Esta semana el presidente Peña anunció obras de infraestructura por 7.7 billones de pesos. Es una cantidad impresionante. Si a ella sumamos las inversiones privadas que las reformas energéticas y de telecomunicaciones deben generar podríamos estar en el umbral de un periodo de crecimiento que el país necesita con urgencia. El problema reside en que las buenas intenciones traducidas en planes, presupuestos y voluntad política no bastan. El paso de los planes a las obras, que técnicamente se denomina implementación, es el reto que enfrentará la administración en los próximos meses.

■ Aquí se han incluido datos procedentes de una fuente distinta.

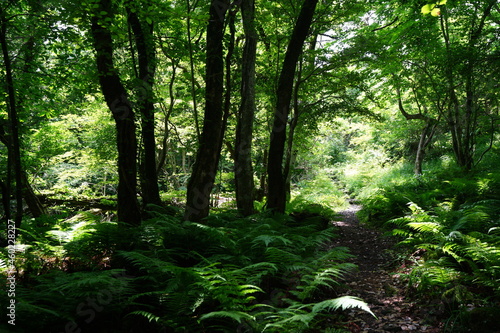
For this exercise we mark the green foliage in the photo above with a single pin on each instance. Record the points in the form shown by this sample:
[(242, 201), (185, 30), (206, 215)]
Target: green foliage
[(462, 254), (235, 265), (264, 272)]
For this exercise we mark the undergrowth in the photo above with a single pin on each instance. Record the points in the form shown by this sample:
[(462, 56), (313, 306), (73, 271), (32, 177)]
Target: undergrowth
[(264, 273)]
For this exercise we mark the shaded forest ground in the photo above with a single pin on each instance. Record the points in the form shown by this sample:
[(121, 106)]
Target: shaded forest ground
[(378, 283)]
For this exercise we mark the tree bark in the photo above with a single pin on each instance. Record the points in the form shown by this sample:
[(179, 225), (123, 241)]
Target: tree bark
[(205, 168), (277, 190), (244, 129), (121, 108), (146, 57), (14, 142)]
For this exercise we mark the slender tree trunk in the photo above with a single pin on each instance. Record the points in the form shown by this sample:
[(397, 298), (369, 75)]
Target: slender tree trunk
[(14, 146), (277, 190), (191, 67), (146, 56), (121, 108), (244, 129), (205, 168), (425, 140)]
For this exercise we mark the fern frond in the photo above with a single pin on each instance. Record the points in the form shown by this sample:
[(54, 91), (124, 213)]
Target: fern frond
[(235, 315), (343, 303), (427, 227), (148, 315)]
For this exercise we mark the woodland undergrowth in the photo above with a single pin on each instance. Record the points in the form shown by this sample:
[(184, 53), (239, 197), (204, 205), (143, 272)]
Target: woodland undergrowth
[(264, 273), (448, 225)]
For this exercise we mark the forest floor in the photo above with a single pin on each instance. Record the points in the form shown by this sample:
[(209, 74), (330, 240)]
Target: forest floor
[(377, 281)]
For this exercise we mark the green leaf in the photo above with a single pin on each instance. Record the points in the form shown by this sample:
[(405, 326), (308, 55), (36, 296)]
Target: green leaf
[(236, 315), (344, 302), (427, 8), (436, 12)]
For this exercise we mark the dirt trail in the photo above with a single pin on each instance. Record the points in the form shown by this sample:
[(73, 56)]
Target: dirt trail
[(375, 284)]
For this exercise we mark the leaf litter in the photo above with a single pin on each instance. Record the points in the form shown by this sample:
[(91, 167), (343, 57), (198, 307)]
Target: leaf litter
[(377, 282)]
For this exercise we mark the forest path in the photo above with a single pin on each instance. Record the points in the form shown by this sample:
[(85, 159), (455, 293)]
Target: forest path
[(375, 284)]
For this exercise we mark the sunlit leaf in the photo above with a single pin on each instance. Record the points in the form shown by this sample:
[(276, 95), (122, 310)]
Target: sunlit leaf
[(436, 12), (427, 8)]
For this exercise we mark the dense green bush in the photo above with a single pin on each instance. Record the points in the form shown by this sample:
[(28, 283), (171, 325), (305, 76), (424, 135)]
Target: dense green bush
[(262, 273)]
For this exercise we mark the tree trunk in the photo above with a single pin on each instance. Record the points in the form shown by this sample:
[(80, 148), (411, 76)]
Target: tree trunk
[(277, 190), (146, 56), (14, 142), (244, 129), (425, 140), (205, 168), (121, 108)]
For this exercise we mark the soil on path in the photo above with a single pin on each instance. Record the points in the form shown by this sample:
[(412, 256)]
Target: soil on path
[(376, 283)]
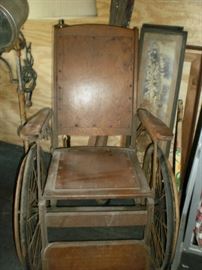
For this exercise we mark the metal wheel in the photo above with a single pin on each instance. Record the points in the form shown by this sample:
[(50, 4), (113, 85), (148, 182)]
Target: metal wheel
[(165, 219), (26, 215)]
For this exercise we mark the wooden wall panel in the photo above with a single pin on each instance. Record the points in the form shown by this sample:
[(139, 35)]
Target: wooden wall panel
[(187, 13)]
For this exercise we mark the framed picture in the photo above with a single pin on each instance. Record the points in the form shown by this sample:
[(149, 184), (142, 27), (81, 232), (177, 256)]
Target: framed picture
[(162, 50)]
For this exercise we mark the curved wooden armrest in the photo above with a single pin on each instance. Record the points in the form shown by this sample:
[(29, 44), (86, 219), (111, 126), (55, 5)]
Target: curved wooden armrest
[(35, 126), (154, 126)]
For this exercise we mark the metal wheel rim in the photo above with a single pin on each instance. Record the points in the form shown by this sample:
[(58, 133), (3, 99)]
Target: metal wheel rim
[(163, 227)]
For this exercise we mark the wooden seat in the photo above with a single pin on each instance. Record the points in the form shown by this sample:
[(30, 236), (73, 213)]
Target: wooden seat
[(117, 255), (95, 84), (95, 173)]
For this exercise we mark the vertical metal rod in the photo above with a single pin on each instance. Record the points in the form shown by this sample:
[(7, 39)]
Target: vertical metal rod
[(154, 169), (21, 96)]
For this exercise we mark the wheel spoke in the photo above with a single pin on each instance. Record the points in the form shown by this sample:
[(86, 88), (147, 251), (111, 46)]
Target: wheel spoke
[(163, 227)]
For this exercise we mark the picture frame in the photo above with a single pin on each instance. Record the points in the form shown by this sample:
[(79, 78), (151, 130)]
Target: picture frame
[(161, 57)]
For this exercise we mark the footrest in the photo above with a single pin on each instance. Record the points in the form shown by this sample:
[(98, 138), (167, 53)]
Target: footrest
[(111, 255)]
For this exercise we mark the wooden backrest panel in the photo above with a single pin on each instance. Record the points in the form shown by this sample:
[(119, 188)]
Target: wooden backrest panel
[(94, 73)]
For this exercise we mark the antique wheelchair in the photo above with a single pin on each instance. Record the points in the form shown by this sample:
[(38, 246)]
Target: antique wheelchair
[(95, 207)]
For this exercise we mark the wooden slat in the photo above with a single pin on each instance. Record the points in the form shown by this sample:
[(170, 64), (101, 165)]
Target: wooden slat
[(191, 106), (119, 255), (94, 219)]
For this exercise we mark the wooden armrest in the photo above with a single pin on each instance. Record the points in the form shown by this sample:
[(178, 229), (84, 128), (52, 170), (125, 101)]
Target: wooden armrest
[(154, 126), (35, 125)]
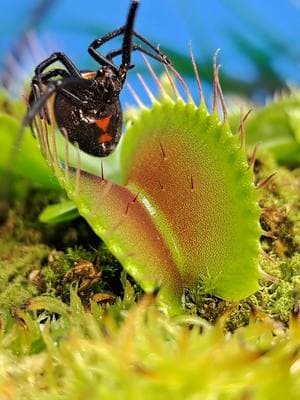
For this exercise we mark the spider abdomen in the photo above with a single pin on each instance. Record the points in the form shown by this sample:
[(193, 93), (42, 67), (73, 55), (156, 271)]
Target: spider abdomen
[(97, 128)]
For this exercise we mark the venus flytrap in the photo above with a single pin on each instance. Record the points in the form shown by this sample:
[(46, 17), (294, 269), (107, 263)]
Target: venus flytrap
[(177, 205)]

Y para poder tener éxito es indispensable admitir que existen serios obstáculos para lograr los resultados que se esperan.

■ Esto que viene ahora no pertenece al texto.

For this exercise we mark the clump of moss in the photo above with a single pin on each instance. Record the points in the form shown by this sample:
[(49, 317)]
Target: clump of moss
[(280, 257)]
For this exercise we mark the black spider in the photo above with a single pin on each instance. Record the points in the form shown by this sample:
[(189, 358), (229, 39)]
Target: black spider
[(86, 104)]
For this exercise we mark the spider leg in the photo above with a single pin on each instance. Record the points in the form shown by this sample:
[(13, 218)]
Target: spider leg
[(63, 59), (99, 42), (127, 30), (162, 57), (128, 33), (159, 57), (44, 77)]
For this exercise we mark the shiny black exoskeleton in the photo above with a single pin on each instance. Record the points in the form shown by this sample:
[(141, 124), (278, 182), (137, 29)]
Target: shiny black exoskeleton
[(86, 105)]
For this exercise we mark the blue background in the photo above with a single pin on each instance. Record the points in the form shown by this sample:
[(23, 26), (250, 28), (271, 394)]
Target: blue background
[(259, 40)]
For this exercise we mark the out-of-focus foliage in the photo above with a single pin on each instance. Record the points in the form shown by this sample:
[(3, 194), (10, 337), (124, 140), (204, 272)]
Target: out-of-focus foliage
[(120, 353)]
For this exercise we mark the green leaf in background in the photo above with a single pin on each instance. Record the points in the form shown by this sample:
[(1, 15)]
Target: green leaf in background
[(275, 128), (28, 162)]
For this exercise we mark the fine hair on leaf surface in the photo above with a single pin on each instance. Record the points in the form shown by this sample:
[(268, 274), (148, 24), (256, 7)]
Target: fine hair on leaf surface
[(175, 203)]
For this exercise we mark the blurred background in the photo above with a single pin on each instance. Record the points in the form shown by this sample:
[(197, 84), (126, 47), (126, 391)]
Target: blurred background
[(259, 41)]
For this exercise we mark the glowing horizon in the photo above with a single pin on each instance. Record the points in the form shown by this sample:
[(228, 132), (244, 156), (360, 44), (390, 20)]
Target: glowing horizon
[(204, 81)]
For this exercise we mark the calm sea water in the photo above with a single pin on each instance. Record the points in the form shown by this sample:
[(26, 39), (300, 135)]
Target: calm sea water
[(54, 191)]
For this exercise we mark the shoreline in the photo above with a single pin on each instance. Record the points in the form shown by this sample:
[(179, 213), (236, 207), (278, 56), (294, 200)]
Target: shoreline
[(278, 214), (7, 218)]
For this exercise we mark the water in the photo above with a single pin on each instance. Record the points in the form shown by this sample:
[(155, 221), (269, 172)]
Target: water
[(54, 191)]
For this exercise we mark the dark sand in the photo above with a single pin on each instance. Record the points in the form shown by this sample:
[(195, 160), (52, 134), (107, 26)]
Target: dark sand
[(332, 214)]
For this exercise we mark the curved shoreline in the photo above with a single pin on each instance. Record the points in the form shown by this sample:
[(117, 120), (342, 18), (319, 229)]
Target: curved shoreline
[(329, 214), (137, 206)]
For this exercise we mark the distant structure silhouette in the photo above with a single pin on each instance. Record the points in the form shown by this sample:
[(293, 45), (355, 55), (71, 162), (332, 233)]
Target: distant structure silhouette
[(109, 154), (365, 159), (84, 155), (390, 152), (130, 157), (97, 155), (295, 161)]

La ejecución de los ambiciosos proyectos presentados por el Presidente supone que los múltiples instrumentos jurídicos que hay que aplicar tienen un buen diseño normativo; que hay condiciones para una adecuada coordinación intergubernamental (pues cada proyecto requiere la intervención de diferentes actores); que contamos con los mecanismos que permiten una buena interacción entre los gobiernos federal, estatal y municipal así como una administración honesta y eficaz; y que los mecanismos de rendición de cuentas son capaces de asegurar una adecuada ejecución así como castigar los eventuales desvíos que puedan ocurrir. Lamentablemente ninguna de estas condiciones se cumple cabalmente, y por el contrario, hay elementos que permiten suponer que el entorno es francamente adverso.

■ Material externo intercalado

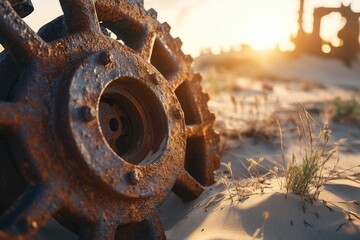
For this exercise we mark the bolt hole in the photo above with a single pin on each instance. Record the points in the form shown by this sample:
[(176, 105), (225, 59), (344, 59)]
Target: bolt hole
[(114, 124), (122, 145)]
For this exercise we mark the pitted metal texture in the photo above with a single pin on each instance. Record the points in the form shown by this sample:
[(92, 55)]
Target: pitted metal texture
[(101, 116)]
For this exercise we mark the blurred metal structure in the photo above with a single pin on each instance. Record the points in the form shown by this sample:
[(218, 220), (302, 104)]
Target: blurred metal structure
[(348, 35), (101, 116)]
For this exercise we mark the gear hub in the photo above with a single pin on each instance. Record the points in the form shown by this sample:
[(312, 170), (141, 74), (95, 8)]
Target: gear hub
[(94, 131)]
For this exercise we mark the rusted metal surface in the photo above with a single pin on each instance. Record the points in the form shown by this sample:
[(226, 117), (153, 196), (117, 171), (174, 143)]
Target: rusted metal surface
[(94, 131)]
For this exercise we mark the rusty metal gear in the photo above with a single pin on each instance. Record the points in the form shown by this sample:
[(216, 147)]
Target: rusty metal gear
[(96, 132)]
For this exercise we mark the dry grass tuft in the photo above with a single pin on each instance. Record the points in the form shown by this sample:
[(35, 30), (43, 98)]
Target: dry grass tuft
[(306, 176)]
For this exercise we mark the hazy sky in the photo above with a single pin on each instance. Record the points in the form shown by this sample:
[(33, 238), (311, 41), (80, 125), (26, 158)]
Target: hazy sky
[(215, 24)]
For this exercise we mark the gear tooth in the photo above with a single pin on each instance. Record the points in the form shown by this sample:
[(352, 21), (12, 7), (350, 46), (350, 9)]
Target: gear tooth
[(152, 13), (178, 42), (166, 27)]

Para botón de muestra bastaría señalar, de acuerdo con cálculos, del profesor Carlos Vilalta del CIDE, basados, entre otros instrumentos, en la Encuesta Nacional de Victimización de Empresas (2012), que una de cada tres empresas (373/1000) ha sufrido actos de corrupción. La versión 2014 del Índice del Estado de Derecho (Rule of Law Index) nos ubica en el lugar 79 de 99 países analizados, siendo el alto nivel de corrupción y la mala calidad de los tribunales algunos de los factores que más explican esta poco honrosa posición. Hay abundante evidencia de la dilución de las responsabilidades que existe en las diversas instancias de coordinación gubernamentales. Podríamos multiplicar los ejemplos: el hecho es que nuestro secular problema de corrupción, falta de seguridad jurídica y mala regulación nos pone en una pésima posición de partida para alcanzar el crecimiento que necesitamos.
Para resolver el problema tenemos que reconocer sin ambigüedad los problemas y actuar de manera decisiva. Existen al menos cuatro piezas que podrían mejorar el panorama. Primero avanzar el nuevo diseño institucional para combatir la corrupción, no como un mal de individuos, sino como un problema institucional. Seguir dejando que la iniciativa en materia de anticorrupción duerma el sueño de los justos, en el Congreso es un error que urge enmendar. Necesitamos también avanzar sustantivamente en las políticas de mejora regulatoria, que hoy parecen olvidadas. Requerimos además con urgencia una reforma administrativa que ordene y facilite la acción del gobierno federal. Finalmente es indispensable mejorar los mecanismos de coordinación entre los diferentes niveles de gobierno (o mejor repensar todo el esquema federal), así como asegurar que los diversos organismos en materia de rendición de cuentas puedan actuar de manera conjunta y articulada. Desde la Red para la Rendición de Cuentas hemos hecho algunas propuestas en esta dirección que, aunque bien recibidas, son aún meras ideas. Urge que los tomadores de decisión asuman con serenidad responsable que para crecer necesitamos modificar el entorno institucional. Si no lo hacemos nada de lo prometido sucederá y malgastaremos los recursos y el futuro de todos.